I checked the post. My processing script looks like:
nmrPipe -in test.fid \
| nmrPipe -fn SOL \
| nmrPipe -fn SP -off .4 -end 0.98 -pow 2 -c 0.5 \
| nmrPipe -fn ZF -auto \
| nmrPipe -fn FT \
| nmrPipe -fn PS -p0 -8.8 -p1 0.0 -di \
| nmrPipe -fn EXT -left -sw \
| nmrPipe -fn TP \
| nmrPipe -fn SP -off 0.4 -end 0.98 -pow 2 -c 0.5 \
| nmrPipe -fn ZF -auto \
| nmrPipe -fn FT \
| nmrPipe -fn PS -p0 0.0 -p1 0.0 -di \
| nmrPipe -fn TP \
| nmrPipe -fn COADD -cList 1 0 -time -axis Y \
| nmrPipe -fn POLY -auto \
-verb -ov -out I chage cList to 0 1 to get the 2nd part. Things looks OK in nmrDraw, however, there is a 2nd copy of the protein spectrum that folds from the top to the bottom of the y axis.

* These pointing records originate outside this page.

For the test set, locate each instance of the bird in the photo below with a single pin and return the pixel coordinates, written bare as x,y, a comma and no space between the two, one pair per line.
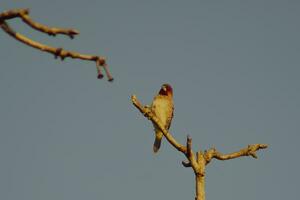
163,108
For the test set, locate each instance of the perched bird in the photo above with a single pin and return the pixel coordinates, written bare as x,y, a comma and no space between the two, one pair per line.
163,107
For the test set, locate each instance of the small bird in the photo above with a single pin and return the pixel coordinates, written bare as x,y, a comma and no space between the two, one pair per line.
163,107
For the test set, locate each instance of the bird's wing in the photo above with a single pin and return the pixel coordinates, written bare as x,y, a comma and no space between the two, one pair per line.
169,120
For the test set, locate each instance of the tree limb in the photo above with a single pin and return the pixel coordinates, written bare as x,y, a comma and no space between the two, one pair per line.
250,150
57,52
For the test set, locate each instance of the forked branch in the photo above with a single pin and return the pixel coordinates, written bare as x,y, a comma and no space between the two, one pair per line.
57,52
199,161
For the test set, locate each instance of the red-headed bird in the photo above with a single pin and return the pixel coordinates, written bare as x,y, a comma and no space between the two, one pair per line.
163,107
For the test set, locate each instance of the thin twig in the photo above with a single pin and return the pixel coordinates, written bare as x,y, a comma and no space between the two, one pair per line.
57,52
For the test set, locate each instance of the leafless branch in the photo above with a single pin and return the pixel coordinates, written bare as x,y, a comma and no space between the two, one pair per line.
57,52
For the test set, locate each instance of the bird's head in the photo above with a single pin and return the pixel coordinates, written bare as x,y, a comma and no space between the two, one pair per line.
166,90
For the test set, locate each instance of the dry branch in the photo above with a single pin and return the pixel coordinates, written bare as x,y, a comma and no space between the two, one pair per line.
198,162
57,52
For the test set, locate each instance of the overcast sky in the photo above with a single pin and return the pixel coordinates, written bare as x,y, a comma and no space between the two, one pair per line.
234,67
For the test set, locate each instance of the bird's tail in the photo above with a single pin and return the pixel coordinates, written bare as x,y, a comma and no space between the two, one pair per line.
157,141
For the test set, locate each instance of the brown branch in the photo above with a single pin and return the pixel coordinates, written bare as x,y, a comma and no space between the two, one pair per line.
250,150
198,162
57,52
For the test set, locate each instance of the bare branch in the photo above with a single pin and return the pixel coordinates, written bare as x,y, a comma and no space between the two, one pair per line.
190,154
57,52
248,151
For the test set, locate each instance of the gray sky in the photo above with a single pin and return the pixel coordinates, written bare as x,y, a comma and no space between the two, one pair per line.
234,67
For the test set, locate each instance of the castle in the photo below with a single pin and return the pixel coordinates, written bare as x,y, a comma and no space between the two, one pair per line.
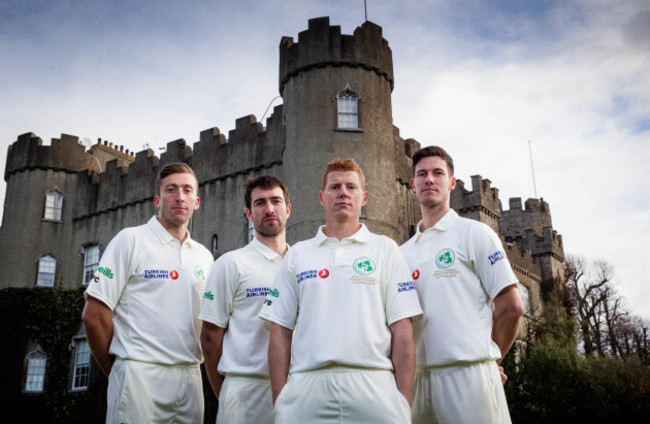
66,201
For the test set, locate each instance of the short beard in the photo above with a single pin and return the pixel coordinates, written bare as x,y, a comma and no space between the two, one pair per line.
262,230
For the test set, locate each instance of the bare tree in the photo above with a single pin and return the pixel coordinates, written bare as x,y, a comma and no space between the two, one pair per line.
605,325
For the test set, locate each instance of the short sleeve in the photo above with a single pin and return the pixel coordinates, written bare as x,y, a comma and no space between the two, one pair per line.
116,267
281,303
492,264
401,296
220,290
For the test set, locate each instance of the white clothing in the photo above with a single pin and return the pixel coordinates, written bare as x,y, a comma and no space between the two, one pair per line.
465,394
245,400
141,392
342,396
154,286
341,298
459,267
237,284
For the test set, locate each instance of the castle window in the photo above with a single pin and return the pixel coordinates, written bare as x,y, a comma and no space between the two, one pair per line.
53,206
91,262
347,104
251,231
81,365
524,294
46,271
35,380
215,243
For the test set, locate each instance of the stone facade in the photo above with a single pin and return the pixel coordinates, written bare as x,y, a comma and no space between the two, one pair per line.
105,188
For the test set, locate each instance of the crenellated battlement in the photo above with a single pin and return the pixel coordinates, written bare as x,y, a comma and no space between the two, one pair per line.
249,146
64,154
535,215
323,45
114,177
482,203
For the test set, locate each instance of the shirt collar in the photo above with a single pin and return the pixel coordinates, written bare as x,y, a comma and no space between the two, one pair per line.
442,225
264,250
163,235
361,236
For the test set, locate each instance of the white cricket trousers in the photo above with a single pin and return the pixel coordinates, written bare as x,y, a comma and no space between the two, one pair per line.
142,392
245,400
341,395
465,394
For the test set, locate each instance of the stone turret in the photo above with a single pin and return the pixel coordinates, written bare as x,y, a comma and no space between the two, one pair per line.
481,203
532,229
313,73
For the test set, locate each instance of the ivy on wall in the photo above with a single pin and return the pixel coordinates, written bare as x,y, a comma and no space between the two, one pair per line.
50,318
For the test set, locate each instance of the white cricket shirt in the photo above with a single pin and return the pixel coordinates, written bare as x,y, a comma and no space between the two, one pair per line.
236,287
458,266
340,297
154,286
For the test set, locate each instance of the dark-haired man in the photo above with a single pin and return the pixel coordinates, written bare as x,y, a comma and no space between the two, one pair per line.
234,340
141,313
470,300
349,296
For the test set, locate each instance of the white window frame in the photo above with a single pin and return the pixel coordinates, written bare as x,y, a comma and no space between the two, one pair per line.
524,295
36,363
347,107
53,206
215,243
91,263
80,365
46,271
251,230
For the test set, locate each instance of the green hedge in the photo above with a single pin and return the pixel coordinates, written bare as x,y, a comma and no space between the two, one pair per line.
50,318
552,383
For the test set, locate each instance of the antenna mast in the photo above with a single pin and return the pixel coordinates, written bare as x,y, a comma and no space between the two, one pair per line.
532,169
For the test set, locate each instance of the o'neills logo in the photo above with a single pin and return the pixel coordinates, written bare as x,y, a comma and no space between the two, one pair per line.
106,272
160,274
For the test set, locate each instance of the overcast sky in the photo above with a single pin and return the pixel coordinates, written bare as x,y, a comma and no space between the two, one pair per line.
480,78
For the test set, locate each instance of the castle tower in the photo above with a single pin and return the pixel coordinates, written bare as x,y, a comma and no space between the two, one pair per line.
532,229
47,186
337,104
481,204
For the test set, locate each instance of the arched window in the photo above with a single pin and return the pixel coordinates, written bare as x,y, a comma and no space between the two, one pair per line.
53,206
347,103
524,294
251,231
81,365
35,380
91,262
215,243
46,271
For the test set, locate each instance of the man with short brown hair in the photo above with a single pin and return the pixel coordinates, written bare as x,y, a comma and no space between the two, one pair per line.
234,340
142,306
470,300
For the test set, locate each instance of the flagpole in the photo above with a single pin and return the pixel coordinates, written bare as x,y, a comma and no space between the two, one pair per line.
532,169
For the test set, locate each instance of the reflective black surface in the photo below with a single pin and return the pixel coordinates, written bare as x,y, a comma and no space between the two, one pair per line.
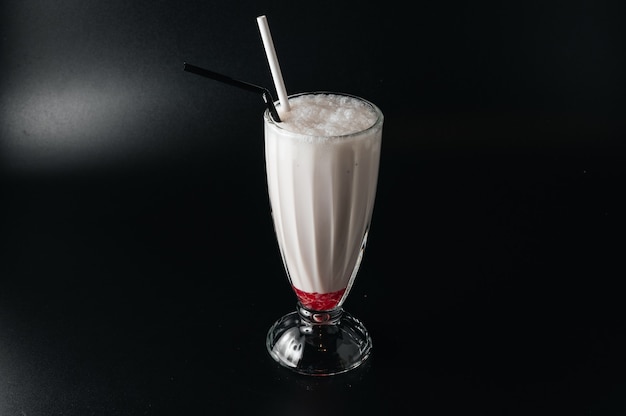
139,273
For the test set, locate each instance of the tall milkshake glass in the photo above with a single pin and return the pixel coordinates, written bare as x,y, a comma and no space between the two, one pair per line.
322,164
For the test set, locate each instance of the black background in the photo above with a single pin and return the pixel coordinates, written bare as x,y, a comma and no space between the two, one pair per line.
139,272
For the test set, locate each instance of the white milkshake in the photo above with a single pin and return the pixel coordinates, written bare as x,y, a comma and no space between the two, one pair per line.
322,168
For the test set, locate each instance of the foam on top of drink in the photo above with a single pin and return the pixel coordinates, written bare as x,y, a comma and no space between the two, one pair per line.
327,115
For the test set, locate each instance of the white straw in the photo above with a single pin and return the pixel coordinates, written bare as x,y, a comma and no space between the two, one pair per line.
273,61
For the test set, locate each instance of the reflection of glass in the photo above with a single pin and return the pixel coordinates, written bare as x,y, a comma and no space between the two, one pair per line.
322,189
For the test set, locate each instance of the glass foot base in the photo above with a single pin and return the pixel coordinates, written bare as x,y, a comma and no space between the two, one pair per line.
319,343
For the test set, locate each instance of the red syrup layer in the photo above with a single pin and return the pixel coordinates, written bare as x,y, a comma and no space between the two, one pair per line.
319,301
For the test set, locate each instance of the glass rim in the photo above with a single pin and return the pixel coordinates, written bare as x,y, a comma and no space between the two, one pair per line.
277,125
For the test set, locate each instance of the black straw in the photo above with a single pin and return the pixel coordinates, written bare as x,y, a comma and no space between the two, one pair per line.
267,96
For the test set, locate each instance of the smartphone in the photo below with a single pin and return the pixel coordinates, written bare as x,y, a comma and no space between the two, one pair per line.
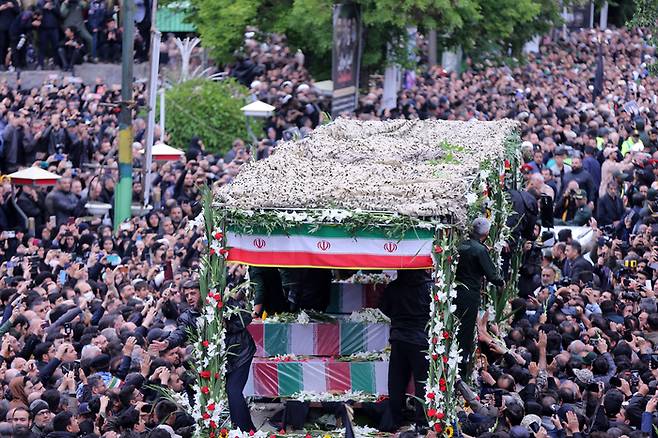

The other copy is centered, but condensed along the y-axis. I am not sure why there are 2 copies of the spectrum appearing (besided the IP, and AP ones). The spectral widths are set up properly for this protein, and the HSQC with the same sw looks normal (1 copy). Maybe this is something to do with using -complex for processing the y dimension, where I normally use rance-kay. Any ideas? Thanks.